Trump denies that TikTok investor, a major GOP donor, convinced him to reverse position

Former President Donald Trump denied that a major GOP donor who also holds a significant stake in TikTok convinced him to reverse his support for forcing a divestiture by the social media platform’s China-based parent company.

Trump was asked by CNBC’s Andrew Ross Sorkin about accusations that Jeff Yass, a hedge fund manager who regularly donates to GOP candidates and holds a stake in TikTok, had convinced the former president to oppose legislation advancing quickly in the House of Representatives that would force the Beijing-headquartered company ByteDance to sell TikTok to a domestic owner. Former Trump adviser Steve Bannon had alleged that Yass had paid off Trump to oppose the legislation.

“No, I didn’t,” Trump responded to the question of whether he had spoken with Yass about TikTok.

“I met with [Yass] very briefly,” Trump told Sorkin. “I made a speech, and I said hello to him.” Trump said his conversations with Yass and his wife were about education and school choice.

Trump said a 2020 executive order “could have banned TikTok” but that Congress’s intervention led to its failure. He also said he views TikTok and its connections to the Chinese Communist Party as a national security threat but that the rival platforms operated by Meta should also be viewed as an “enemy of the people.”

Trump referenced Meta and its CEO, Mark Zuckerberg, in his remarks Thursday as he expressed opposition to the anti-TikTok legislation — a reversal from his stance while in office.

“If you get rid of TikTok, Facebook and Zuckerschmuck will double their business,” Trump said on his network, Truth Social. “I don’t want Facebook, who cheated in the last Election, to do better. They are a true Enemy of the People!” 

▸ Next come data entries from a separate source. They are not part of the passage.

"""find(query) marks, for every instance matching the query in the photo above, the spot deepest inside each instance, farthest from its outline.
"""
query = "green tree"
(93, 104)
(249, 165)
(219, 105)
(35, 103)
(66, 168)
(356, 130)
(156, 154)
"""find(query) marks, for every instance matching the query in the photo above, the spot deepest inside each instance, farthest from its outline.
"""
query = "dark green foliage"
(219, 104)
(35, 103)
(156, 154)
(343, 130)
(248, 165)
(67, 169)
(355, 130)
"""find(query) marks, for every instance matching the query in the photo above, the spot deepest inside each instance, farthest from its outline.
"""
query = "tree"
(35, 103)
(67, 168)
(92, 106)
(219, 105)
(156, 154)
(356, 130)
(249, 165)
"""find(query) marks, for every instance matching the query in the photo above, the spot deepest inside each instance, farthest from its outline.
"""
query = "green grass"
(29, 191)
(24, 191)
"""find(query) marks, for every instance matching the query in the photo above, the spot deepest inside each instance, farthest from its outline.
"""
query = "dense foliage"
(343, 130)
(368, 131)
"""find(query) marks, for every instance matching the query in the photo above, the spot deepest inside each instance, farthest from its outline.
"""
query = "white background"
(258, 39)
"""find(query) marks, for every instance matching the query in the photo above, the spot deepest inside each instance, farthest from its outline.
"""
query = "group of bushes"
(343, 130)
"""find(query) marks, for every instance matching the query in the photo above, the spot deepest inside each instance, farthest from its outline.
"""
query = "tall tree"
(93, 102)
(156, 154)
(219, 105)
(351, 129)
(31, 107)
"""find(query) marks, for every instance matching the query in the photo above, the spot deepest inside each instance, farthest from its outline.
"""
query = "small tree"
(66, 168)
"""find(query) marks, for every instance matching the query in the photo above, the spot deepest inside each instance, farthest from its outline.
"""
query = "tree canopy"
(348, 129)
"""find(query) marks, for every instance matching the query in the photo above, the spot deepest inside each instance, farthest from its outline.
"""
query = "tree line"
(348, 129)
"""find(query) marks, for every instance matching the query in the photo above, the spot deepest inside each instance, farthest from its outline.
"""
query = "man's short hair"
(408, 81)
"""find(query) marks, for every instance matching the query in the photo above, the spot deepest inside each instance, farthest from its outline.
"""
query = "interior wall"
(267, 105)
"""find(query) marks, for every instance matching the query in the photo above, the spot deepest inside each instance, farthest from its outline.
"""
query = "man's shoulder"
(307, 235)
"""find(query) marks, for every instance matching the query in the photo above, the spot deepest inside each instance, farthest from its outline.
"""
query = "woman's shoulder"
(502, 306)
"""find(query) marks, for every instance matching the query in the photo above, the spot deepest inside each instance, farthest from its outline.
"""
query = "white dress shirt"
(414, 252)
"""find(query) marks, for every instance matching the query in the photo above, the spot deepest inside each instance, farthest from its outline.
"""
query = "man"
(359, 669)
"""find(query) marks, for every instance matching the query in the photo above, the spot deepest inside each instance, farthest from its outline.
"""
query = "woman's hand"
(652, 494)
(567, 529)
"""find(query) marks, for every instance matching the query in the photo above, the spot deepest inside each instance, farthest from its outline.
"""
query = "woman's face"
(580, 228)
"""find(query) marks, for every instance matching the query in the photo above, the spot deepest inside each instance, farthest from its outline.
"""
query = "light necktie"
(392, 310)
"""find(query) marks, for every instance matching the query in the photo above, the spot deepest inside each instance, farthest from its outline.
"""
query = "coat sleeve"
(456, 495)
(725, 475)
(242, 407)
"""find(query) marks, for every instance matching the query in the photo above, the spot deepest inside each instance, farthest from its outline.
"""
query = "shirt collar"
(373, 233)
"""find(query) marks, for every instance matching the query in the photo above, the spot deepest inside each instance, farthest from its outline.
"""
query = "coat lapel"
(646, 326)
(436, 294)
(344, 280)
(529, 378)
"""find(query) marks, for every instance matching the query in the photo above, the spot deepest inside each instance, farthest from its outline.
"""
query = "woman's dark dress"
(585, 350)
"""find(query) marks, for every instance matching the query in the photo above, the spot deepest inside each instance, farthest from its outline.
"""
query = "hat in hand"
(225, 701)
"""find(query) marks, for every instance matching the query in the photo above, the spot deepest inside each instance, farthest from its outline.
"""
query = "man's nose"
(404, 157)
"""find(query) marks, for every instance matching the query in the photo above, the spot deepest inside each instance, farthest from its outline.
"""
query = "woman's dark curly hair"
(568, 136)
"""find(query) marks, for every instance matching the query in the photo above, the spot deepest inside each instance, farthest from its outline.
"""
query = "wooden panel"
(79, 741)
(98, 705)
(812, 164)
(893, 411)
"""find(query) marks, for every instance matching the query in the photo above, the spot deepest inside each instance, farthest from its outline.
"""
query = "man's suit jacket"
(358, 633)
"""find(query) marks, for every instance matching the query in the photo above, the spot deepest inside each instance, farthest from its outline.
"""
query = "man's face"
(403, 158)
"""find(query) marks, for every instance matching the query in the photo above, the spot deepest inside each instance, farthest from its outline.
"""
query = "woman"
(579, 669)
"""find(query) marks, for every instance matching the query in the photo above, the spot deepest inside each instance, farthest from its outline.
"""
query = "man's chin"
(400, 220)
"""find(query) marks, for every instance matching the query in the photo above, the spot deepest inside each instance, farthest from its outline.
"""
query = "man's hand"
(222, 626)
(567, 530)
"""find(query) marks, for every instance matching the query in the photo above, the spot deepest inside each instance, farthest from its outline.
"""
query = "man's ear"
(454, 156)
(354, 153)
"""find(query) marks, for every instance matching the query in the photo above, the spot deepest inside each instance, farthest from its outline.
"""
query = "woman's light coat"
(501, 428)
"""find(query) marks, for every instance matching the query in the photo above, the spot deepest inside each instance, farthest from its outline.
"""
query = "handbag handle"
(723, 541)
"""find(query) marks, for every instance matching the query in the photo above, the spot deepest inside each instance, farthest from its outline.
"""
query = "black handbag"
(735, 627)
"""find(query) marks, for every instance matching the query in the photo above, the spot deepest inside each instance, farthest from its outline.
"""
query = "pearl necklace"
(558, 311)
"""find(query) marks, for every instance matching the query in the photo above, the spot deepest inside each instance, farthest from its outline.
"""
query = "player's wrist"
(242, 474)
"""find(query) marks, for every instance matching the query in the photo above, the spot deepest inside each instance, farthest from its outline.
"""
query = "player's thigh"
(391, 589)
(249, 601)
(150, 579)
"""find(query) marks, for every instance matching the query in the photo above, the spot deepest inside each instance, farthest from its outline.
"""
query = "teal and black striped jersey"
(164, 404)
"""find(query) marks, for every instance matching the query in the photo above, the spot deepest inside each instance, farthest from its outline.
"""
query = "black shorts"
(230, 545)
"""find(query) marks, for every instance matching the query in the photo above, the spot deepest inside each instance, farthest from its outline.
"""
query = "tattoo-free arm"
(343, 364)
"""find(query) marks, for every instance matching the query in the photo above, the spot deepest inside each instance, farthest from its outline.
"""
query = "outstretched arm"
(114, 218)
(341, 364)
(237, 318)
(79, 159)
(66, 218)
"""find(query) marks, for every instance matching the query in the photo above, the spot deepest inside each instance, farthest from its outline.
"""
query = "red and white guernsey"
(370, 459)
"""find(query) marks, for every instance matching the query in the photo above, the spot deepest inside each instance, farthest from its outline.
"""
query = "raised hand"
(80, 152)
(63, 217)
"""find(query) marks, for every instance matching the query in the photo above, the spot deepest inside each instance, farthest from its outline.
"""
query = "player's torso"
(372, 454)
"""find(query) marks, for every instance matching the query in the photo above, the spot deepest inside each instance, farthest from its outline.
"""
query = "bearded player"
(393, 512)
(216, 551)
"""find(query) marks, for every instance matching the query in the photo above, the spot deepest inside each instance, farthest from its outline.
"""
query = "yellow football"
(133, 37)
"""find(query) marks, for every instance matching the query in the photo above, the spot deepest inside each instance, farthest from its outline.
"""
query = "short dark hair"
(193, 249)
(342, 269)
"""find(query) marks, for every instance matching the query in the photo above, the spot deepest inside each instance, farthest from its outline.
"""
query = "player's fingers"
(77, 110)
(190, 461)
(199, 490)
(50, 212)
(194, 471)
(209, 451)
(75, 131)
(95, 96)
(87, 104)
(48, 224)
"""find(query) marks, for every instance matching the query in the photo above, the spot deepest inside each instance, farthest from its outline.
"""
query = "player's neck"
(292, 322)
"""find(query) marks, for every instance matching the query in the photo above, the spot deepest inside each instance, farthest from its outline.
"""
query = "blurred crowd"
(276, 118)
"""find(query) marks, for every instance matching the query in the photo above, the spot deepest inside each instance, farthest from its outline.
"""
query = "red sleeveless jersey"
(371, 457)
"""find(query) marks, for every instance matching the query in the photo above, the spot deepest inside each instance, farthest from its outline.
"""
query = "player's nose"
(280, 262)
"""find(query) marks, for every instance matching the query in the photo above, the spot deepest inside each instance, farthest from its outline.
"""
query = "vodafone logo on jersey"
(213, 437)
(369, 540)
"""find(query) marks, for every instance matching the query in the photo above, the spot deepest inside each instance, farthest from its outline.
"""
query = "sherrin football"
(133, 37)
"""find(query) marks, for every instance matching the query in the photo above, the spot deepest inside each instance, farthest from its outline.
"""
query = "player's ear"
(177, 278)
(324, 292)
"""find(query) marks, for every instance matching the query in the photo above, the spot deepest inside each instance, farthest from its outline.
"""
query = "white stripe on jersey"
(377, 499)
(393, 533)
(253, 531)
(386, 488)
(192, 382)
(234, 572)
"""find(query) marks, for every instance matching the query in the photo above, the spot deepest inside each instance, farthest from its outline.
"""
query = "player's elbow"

Trump’s 2020 order was meant to force ByteDance to sell TikTok to another company, with Microsoft and the cloud server host Oracle as the leading contenders. The measure was halted in court as an overextension of the president’s power. President Joe Biden’s administration eventually dropped the attempted restriction and shifted to the Commerce Department leading a review of TikTok’s business through an interdepartmental panel.


The House Energy and Commerce Committee voted to approve Rep. Mike Gallagher’s (R-WI) Protecting Americans from Foreign Adversary Controlled Applications Act on Thursday, sending it to the House floor, where it is scheduled for a vote this week. The bill would restrict app stores from hosting applications whose parent companies are based in foreign countries of concern, such as China, with a specific focus on ByteDance. It would also allow the companies to sell their apps to American owners to avoid the ban. This policy would enable TikTok to either divest from ByteDance completely or risk the ban.

Gallagher has said his bill is not a ban but merely an attempt to sever TikTok from the influence of the Chinese Communist Party through divestment. Speaker of the House Mike Johnson (R-LA) has voiced support for the bill, and Biden said that he would sign the bill into law.